Cette soirée clôture un festival captivant que l’on doit à la passion tenace d’Hubert Colas pour les écritures contemporaines. Depuis le 14 janvier le CDN est une terre d’aventure où se croisent des artistes d’horizons différents qui ont pour point commun d’être en prise avec de nouvelles formes de langage. « Ce ne sont pas des artistes doucereux qui viennent à Actoral », avait prévenu Hubert Colas. Il n’a pas menti.
A l’instar du drame patriotique international Grinshorn & Wespenmaler de l’autrichienne Margret Kreidl mis en espace par Marlène Saldana et Jonathan Drillet qui rend un vibrant et décalé hommage à l’Autriche d’Haider, le leader bronzé de l’extrême droite autrichienne, qui trouva la mort en sortant d’un club gay, ivre au volant de sa Volkswagen Phaeton.Le public qui est venu pour découvrir, perçoit et participe au rapport délicat entre la création et le monde insensé dans lequel il vit. En pleine dérive extrémiste, l’absurde reprend du poil de la bête.
L’inhumanité ordinaire
La société hyper sécurisée et tellement insécurisante inspire les artistes d’aujourd’hui qui baignent dans cette inhumanité ordinaire. Tous les domaines artistiques, sont concernés et notamment la littérature contemporaine. On a goûté au rationalisme irrationnel de Thomas Clec qui met trois ans à parcourir les 50 m2 de son appart parisien pour faire de l’autofiction un inventaire politique (Intérieur ed. L’arbalète/Gallimard).

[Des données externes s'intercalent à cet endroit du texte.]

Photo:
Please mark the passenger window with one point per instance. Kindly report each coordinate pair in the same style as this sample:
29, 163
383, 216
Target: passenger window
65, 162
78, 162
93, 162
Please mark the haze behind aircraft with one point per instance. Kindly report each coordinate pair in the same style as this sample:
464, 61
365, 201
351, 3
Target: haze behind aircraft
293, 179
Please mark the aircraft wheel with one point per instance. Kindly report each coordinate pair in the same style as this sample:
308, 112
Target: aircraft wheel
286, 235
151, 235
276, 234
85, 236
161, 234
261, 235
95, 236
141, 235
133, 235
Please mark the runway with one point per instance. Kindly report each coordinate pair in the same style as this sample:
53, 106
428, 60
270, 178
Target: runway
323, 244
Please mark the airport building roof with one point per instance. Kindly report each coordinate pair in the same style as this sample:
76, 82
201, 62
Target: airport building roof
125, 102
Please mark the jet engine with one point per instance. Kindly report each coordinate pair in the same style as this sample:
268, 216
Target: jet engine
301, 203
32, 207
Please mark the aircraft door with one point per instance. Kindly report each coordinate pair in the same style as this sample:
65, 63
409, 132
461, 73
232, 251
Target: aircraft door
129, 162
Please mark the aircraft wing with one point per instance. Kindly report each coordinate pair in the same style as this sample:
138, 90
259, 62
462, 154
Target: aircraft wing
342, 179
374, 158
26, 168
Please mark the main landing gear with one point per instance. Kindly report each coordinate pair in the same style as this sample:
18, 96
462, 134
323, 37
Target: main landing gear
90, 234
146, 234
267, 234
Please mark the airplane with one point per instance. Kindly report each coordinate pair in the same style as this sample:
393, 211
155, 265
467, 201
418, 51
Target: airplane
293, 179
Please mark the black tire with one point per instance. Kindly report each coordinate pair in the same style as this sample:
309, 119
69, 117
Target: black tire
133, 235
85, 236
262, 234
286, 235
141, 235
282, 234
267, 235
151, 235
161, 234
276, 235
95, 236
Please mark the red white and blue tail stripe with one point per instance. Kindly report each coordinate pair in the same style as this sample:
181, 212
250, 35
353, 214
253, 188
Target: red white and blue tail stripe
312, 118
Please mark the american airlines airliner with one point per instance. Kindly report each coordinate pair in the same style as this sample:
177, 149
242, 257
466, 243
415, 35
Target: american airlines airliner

On a zoomé avec Camera (ed, Pol) d’Edith Azam et sa véhémence nerveuse qui se rend à l’évidence du désespoir et n’existe que par la résistance du langage. On a entendu par les yeux et l’émotion le manifeste physique et tragique du jeune danseur chorégraphe croate Matija Ferlin. Ces rencontres surprenantes entre auteurs, metteurs en scène, chorégraphes, et publics se sont croisés dans l’espace de manière inédite, inspirant d’innombrables prises de positions.
Elles sont ce qui émerge. L’exceptionnelle tension et la passion qui en découlent demeurent le champ des appropriations de la langue. Cette approche des écritures semble découler de l’exploration de cet univers polémique dans lequel chacun se sent investi d’une mission, celle du CDN semble en tout cas bien ravivée.